When we learn to accept life within this imperfect world and become used to our not so perfect selves, life seems to sigh and say, “You have found some peace!”
As human beings we are bound to make mistakes. Our life itself seems to run on trial and errors. There are times when we do make mistakes or fail to come up with the desired results. At such times we can step back, assess the situation under which we reacted and see that the imperfect reaction has a logical explanation. We can accept our mistakes and not grumble over it. Holding grudges has a negative impact on our mental health too. We cannot pardon each and every wrong but an act that does not hurt others can be accepted as a mistake. That is, we learn to accept our failures and learn to live with the imperfection within ourselves.
According to the World Database for Happiness the people of Iceland are the happiest. Eric Weiner, author of Geography of Bliss travelled to Iceland and found that the secret of their happiness is that their culture does not stigmatise failure. Icelanders are not afraid to fail or to be imperfect. And so they are more willing to pursue what they enjoy. That is the reason Iceland has more artists per capita than any other nation. “There's no one on the island telling them they're not good enough, so they just go ahead and sing and paint and write," Weiner writes.
Life itself cannot be perfect for us. Life comes with light and shadows, joy and sorrow. When laughter sits on the door, tears linger on the window. We truly learn to live when we accept happiness and pain in life. The greatest joy of life, the birth of a child comes with the sure knowledge of a death elsewhere. A flower blooms knowing that it will wither over time. All living beings come into the world with the sure knowledge of their mortality. And yet we go on living, we strive to live with grandeur whatever span of time we have. Death is like the great imperfection on the cycle of life.
When we learn to live with our imperfections we accept life with its reality. In this mad race for social success, career and money people vie with each other. However everyone cannot get to the top position. There are times when we get to second place. What is wrong with being second in some positions of life? Being number two for once is the imperfection we should cope with. If everyone wants to be at the top then who will be in second place or be the runners up? There are many who feel humiliated to play second fiddle. But just think, if everyone gets gold in the race who will get the medal for the silver or bronze? Those are valuable too!

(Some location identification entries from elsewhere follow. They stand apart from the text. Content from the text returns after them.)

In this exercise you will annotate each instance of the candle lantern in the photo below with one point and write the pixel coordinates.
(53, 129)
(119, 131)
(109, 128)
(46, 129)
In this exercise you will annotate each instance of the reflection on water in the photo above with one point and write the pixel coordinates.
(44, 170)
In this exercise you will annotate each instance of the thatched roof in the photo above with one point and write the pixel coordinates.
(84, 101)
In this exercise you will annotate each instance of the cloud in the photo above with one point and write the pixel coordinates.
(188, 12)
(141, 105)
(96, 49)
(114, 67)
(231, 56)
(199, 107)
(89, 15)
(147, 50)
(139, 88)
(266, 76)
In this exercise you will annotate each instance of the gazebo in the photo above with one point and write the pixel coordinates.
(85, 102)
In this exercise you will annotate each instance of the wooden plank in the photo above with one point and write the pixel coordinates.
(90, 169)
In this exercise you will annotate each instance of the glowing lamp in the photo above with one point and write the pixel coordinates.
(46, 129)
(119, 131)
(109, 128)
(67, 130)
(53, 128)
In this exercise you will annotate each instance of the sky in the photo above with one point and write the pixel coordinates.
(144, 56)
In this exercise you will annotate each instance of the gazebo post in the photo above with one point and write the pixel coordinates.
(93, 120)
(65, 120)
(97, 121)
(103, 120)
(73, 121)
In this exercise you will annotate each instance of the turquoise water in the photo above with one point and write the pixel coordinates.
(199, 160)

The society is like a puzzle set that sets us in various role models. We have to play the roles of fathers, mothers, aunts, grandparents and the other bondages come with expectations of our roles. As mothers we cannot be the perfect mothers nor can the daughters be the perfect daughters. The aunt may not be able to keep in touch or look after the nephews and nieces although she loves them very much. In fact our hectic lifestyle leaves us with little time to pursue our social obligations. Even the parents are not able to give enough time to their children. That may make us imperfect parents but not bad parents. We all have our faults and we learn to live with them. What matters is that we try our best to be something and then when we fail we accept our failure and adopt other means of making it up.

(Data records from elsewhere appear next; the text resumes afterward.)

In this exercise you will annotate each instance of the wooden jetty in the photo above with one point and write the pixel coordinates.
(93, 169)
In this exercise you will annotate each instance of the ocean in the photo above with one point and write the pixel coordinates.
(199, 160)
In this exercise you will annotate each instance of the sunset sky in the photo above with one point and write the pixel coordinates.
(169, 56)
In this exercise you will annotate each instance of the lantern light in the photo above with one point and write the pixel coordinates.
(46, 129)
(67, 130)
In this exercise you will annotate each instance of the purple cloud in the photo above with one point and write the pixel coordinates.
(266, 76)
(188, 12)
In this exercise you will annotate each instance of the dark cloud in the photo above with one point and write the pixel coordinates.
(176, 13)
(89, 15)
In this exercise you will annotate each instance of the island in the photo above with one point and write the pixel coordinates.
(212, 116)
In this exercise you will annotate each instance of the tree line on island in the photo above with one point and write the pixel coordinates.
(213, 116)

Our chronic expectations of success in every walk of life can land us in chronic depression at times. However, a recent study shows that people can be happy without getting what they want. Who says we'll be miserable if we don't get what we want? According to Harvard psychologist Dan Gilbert, our "psychological immune system" lets us feel real, enduring happiness even when things don't go as planned. This kind of happiness -- "synthetic happiness," Gilbert calls it -- is every bit as real and enduring as the kind of happiness you stumble upon when you get exactly what you were aiming for. The game of life is to accept failures or imperfections of life without feeling guilty or let down.

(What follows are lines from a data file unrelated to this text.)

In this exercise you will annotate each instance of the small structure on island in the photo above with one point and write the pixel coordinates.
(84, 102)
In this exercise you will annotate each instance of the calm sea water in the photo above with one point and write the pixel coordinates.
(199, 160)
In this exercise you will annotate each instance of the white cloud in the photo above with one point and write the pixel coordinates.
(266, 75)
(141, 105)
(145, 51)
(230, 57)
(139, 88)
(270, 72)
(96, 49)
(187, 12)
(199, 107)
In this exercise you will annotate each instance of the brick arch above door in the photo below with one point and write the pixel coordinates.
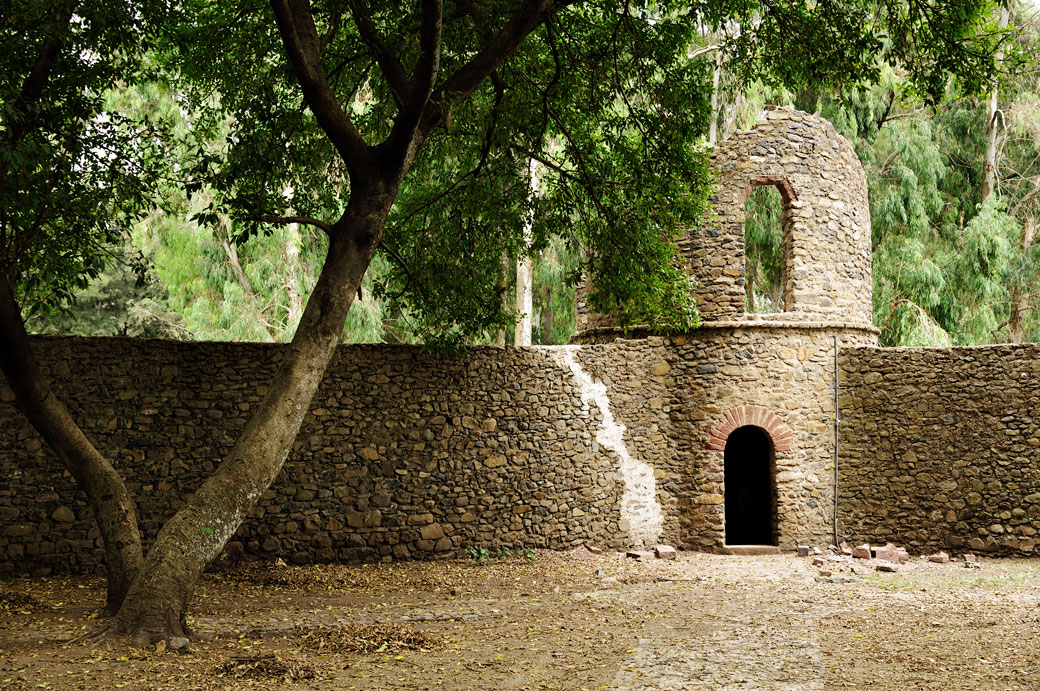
(755, 416)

Accepting the imperfect self is imagining a happiness not to be chased after but to be found within. It also means you are not tying your happiness to what you have but to what each you are. Worldly possessions so often hinder our pursuit of true happiness. Material wealth matters less when we think of how short life is and how we cannot take any of our worldly goods to the world hereafter. They might have mattered if like the Egyptian Pharaohs we had believed that we will need them in the next world and had to carry them to our grave. But we do not have to do that and so we can take pride in sacrificing and letting go of our desires of material wealth. Where our material wealth is concerned the world will be imperfect, we will not have everything we desire.
Expressing gratitude for all we have will help us to accept life with its various short comings. We cannot have set ideas about perfection in our fellow beings or life itself. Life will come with all its ups and downs and we will be more at peace if we learn to accept life as it is; its lights and shadows.
As human beings we are imperfect but that should not be our excuse to do the imperfect things. We, for our part must try to be perfect in thoughts and actions and when imperfections set in we must accept those gracefully, without humiliation or pain. Perfect or imperfect, the concern should be not to hurt others or be hurt by others as we sail on in the oceans of life.